Получив «Вечерне Пошту», я еще раз подивился глупости австрийских властей, которые, кажется, делали все, чтобы сознательно подставить лоб эрцгерцога под пулю террориста. Сараевская газета четко вырисовывала будущий маршрут движения эрцгерцога по городу, который он торжественно посетит после маневров; указывались ратуша, музей, арсенал и прочее. Однако я разуверился в покушении и отбыл на маневры, в которых участвовали боевые дивизии Австрии, собранные из гарнизонов Герцеговины, Далмации и Боснии. Помимо эрцгерцога, на маневрах присутствовал и Франц Конрад-фон-Гетцендорф, [291] начальник австрийского генштаба; наверное, по его почину для развертывания войск и горной артиллерии избрали труднопроходимые и совсем безлюдные места, чтобы здесь не появились посторонние.
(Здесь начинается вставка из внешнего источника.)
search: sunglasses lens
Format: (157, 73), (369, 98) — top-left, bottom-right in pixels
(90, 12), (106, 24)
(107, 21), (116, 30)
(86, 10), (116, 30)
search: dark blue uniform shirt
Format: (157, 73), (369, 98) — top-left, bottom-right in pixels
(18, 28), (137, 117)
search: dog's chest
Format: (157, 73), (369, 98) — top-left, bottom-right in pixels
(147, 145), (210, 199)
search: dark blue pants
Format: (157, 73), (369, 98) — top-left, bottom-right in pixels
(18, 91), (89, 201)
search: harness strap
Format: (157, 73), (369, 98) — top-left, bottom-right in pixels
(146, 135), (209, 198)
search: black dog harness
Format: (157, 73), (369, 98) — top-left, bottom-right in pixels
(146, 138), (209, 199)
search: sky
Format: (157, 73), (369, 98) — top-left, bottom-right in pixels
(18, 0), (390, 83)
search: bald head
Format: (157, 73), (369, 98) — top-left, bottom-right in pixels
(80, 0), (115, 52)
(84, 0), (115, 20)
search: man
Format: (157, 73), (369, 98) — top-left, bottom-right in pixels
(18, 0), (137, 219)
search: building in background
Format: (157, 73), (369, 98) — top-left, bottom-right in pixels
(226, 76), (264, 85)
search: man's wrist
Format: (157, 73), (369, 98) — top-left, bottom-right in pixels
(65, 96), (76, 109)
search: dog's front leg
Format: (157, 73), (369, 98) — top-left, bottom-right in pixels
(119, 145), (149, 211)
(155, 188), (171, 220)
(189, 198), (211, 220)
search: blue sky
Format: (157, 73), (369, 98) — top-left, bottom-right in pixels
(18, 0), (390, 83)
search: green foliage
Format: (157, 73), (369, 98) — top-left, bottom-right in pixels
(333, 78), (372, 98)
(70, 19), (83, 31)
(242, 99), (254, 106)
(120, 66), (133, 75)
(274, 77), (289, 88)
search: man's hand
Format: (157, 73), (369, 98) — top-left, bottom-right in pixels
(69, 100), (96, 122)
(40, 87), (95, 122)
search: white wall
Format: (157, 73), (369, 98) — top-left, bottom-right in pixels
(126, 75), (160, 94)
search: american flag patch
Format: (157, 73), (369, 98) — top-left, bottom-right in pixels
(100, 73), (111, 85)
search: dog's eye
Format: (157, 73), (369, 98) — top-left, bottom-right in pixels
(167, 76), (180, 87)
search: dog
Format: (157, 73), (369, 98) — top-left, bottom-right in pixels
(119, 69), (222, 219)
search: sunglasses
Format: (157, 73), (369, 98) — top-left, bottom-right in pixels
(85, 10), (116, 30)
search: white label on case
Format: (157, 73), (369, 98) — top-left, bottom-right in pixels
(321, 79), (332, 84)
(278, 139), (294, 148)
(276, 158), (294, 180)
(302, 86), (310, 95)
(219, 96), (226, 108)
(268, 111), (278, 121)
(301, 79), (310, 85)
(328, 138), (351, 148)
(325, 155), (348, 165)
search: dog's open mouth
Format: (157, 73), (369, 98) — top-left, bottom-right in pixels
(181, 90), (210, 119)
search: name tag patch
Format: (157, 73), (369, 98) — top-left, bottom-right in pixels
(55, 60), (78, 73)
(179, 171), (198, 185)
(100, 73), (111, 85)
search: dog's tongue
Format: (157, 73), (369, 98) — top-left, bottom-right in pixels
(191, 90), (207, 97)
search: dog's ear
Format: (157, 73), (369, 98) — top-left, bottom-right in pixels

Я удачно маскировался под беднягу-крестьянина, был обут в опанки, в кожаных штанах-чакширах, и когда меня окликали часовые, я показывал им уздечку:

— Люди добрые, лошадь сбежала, какой день ищу..
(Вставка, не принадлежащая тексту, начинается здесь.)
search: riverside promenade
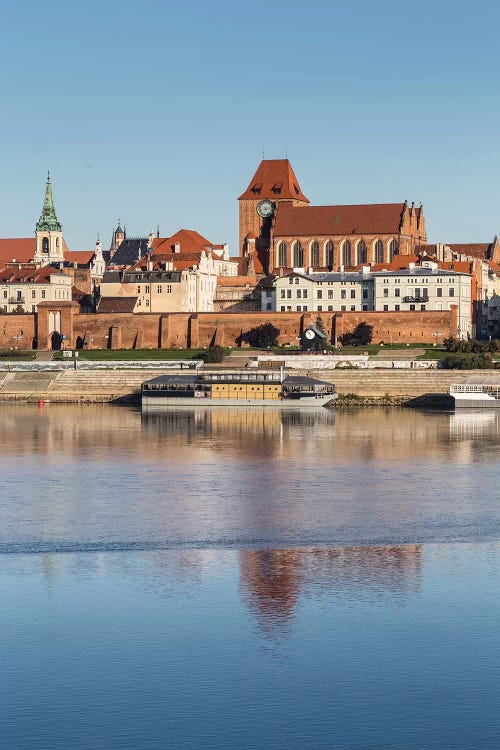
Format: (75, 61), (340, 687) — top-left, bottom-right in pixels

В долинах проливались дожди, а выше — в горах сыпал снег. Ничего такого, что могло бы встревожить наш Генштаб, я не высмотрел. Однако, издали наблюдая за маневрами, я лишний раз убедился в том, что армия занята своим обычным делом, никакого коварного нападения на Сербию не предвидится. «А значит, — решил я, — и повода к войне не возникнет...»

Вернувшись в Сараево, я сразу связался с русским консулом, прося его зашифровать мое донесение для Петербурга.
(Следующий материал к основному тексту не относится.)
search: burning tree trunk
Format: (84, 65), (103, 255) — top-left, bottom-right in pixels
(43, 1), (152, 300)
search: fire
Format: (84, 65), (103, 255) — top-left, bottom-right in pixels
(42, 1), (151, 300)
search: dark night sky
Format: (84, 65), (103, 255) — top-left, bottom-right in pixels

— Вы еще задержитесь в Сараево? — осведомился консул.

— Только до Видовдана, — отвечал я. — Поверьте, мне желательно как можно скорее убраться отсюда ко всем чертям...

Говоря так, я ведь не думал, что день святого Витта положит четкий рубеж не только в моей жизни, но и в жизни миллионов людей: Видовдан проведет четкую грань между войной и миром... В моем гостиничном номере было второе окно, выходившее на узкий двор, в котором размещались конюшни для лошадей Гриши Ефтановича. Я машинально запомнил, что вчера с улицы во двор привезли громадный воз с сеном...

Завтра это сено и станет моим спасением!

5. Видовдан

Рано утром 28 июня эрцгерцог с женою и свитою выехали в Сараево на легковых автомобилях. В кортеже было четыре машины, Франц Фердинанд с графиней Хотек ехали на второй, в которой место подле шофера занимал боснийский губернатор — генерал Оскар Потиорек. В первом автомобиле (самом опасном, ибо он был первым) сидели начальник полиции Сараево и бургомистр города — Феким-Эффенди. Наступал чудесный день.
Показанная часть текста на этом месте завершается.